Learn More: Blue Chalksticks 

Parry’s Agave

Agave parryi
Agave parryi can be used as a larger succulent ground cover. Source: Ruth Bancroft Garden

Parry’s agave (Agave parryi), is a medium-size agave species that grows in clumps that can grow as large as 3 feet wide and just as tall. It prefers full sun over partial shade and thrives in well-drained sand or loamy soil. The leaves are a grayish-blue color and appear coarse with spines running along the outer edges. Native to North America, its hardiness zone is 7-10 and it can tolerate temperatures from 10 to 20 degrees Fahrenheit that are common in the high cold deserts. In the early to late summer parry’s agave produces orange flowers that can also range in color from light yellow to gold. It is an easy to care for plant once it is established in the landscape. 

Resin Spurge

Euphorbia resinifera
The mounding growth habit of Euphorbia resinifera can be a garden highlight. Source: amantedar

Resin Spurge (Euphorbia resinifera), is a succulent that looks like a cactus because it has spines along each side. It is native to Africa but grows well in USDA growing zones 9-11. Each upright stem or column is light green and thrives in the warmth of the reflected sun. Its mature size is three feet tall and 5 feet wide since it grows in clumps. The inner sap is toxic if ingested and can cause minor skin reactions. It will bloom small vibrant flowers along the spines if conditions are right. Once established it can endure intense heat with very little water. You may see some growing this as a houseplant, but you’ll find it is a great addition to xeriscaped yards. 

Royal Dewflower

Drosanthemum speciosum
Drosanthemum speciosum produces brilliant flowers when it blooms. Source: Brande Jackson

Drosanthemum speciosum is the botanical name for royal dewflower. It is a great ground cover when you want to add a carpet of foliage to your landscape. Gray-green leaves form the base of the plant that produces colorful flowers (either purple, pink, or red).
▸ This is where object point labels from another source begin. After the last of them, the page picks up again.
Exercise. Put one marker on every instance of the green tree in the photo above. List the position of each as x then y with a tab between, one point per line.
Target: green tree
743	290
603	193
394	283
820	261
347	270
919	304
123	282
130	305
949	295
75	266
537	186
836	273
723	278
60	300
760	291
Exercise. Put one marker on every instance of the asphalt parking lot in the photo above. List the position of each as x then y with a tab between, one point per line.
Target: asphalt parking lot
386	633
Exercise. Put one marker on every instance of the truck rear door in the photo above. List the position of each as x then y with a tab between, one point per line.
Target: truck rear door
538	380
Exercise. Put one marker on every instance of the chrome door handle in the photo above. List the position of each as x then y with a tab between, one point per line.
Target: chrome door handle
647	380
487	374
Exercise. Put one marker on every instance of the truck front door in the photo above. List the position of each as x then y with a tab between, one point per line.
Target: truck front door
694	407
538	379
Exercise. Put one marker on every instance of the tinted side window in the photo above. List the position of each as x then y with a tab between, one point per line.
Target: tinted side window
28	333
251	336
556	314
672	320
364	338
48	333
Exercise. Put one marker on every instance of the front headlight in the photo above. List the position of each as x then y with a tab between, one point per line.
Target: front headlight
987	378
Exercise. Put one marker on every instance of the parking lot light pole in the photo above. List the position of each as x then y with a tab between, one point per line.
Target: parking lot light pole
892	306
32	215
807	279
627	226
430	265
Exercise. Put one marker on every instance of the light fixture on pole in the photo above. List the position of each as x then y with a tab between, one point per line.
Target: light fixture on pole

The best USDA growing zone since it prefers full sun is 9-11 and it is cold hardy to 20 degrees Fahrenheit. Royal dewflower grows up to 12 inches tall and spreads up to 3 feet. However, it is not tolerant of foot traffic. As soon as the roots of this plant touch bare soil they will begin to root. 

Frequently Asked Questions

Q: Are succulents good for ground cover?

A: The answer will depend upon where you live. Succulents are excellent ground covers in low desert climates where the plant can receive plenty of bright light and heat during the day. Frost-free areas are ideal for succulents to thrive as a groundcover. Succulents are a great option for a xeriscaped yard even though they may be thought of as unconventional ground cover choices. 

Q: What is the best low-maintenance ground cover?

A: Stonecrops or sedums are an excellent ground cover if you are looking for something low-maintenance. This creeping ground cover can withstand extreme heat with very little water, and there are even some varieties that are frost tolerant. Ice plant is also another option for a year-round ground cover.